The birth of his 17-month-old son, Owen, made Craft think of a way to set him up for a bright long-term future. Going to medical school now after a six-year professional career that took him all over the world, he said, will allow him to work for at least three decades in the medical field in his home state surrounded by friends and family.
“It wasn't a light decision,” Craft said. “It's definitely not just me – my family, my wife. Honestly, it feels like a perfect storm of things kind of came together for this to be the time to step away.”
I recognize this guy.— Colin Hass-Hill (@chasshill) July 6, 2020
He's retiring from professional basketball after Carmen's Crew's run in TBT this summer. Jared Sullinger: I might cry if we win just knowing its his last game. pic.twitter.com/7VMYLRJxko
Craft has been in Columbus ever since checking in, taking a COVID-19 test and immediately quarantining on Friday until it came back as negative for a virus.
In a strange twist of events, his final run as a professional basketball player comes in the city in which he starred in the early 2010s, but no one will be in attendance. It’s a bit of a weird dichotomy for him. But in typical Craft fashion, he’s not worried too much about the moment. Rather, he says he hasn’t even thought much about this being the wrapping up of his career.

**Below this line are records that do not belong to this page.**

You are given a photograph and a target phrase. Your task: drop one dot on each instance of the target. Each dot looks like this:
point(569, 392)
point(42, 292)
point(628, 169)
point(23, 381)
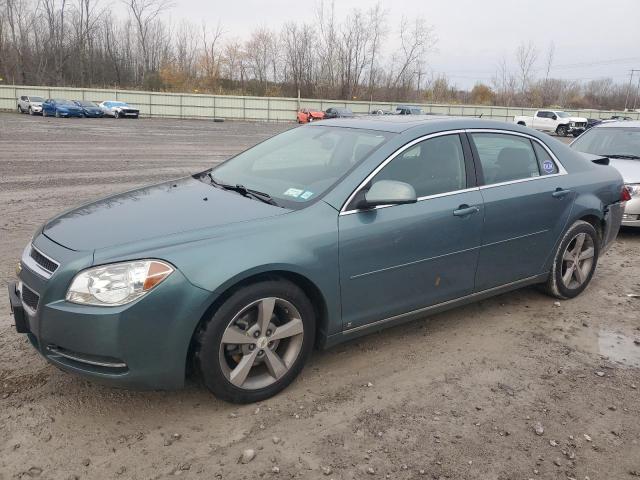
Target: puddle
point(619, 348)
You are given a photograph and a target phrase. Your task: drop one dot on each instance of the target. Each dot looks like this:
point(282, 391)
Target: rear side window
point(545, 162)
point(433, 166)
point(505, 158)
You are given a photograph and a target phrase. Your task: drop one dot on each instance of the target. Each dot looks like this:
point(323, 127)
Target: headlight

“It's tough,” Craft said. “I think I'd get a little bit lost if I spend too much time thinking about that and then I'm not any help for the team or myself. So I'm really just trying to go into it with an open mind. The game of basketball's fun, and I think we've all missed that to this point with the pandemic going around. I don't want to spend time overthinking, overanalyzing and trying to think this has to be the perfect game. For me, it's just going out here playing with my family, my brothers and trying to do everything to win like I always do and seeing the results at the end.”
If everything goes right, Craft’s basketball career could last seven more days, ending with the TBT title game on July 14. To get there and have a chance at repeating and winning the $1 million cash prize, Carmen’s Crew would have to win three games, beginning with a matchup against House of Paign on Wednesday.
With a team that also features William Buford, Jon Diebler, Dallas Lauderdale, David Lighty, Lenzelle Smith Jr. and first-year TBT participant Deshaun Thomas, winning it all is certainly possible. And Craft will be at the helm of it all.
“It's always great playing with Craft,” William Buford said. “That's one of my best teammates I've ever played with. You don't really realize it until when I left college and then actually played with him again in the summer, you realize how easy he makes the game for you as a point guard, as a leader. Of course I'm going to miss playing with him, just miss being around my brother.”
Revered in Columbus and reviled by many in neighboring Big Ten towns, Craft has never failed to make an impact on those he’s crossed paths with.
“He hasn't lost a beat,” Lenzelle Smith Jr. said. “He's still the same hustle, same energy, same vocal, same tenacity, same Craft, man.”
Well, the same Craft for one more week.
In the meantime, he doesn’t want to focus on the impending conclusion. Craft first has a championship to win.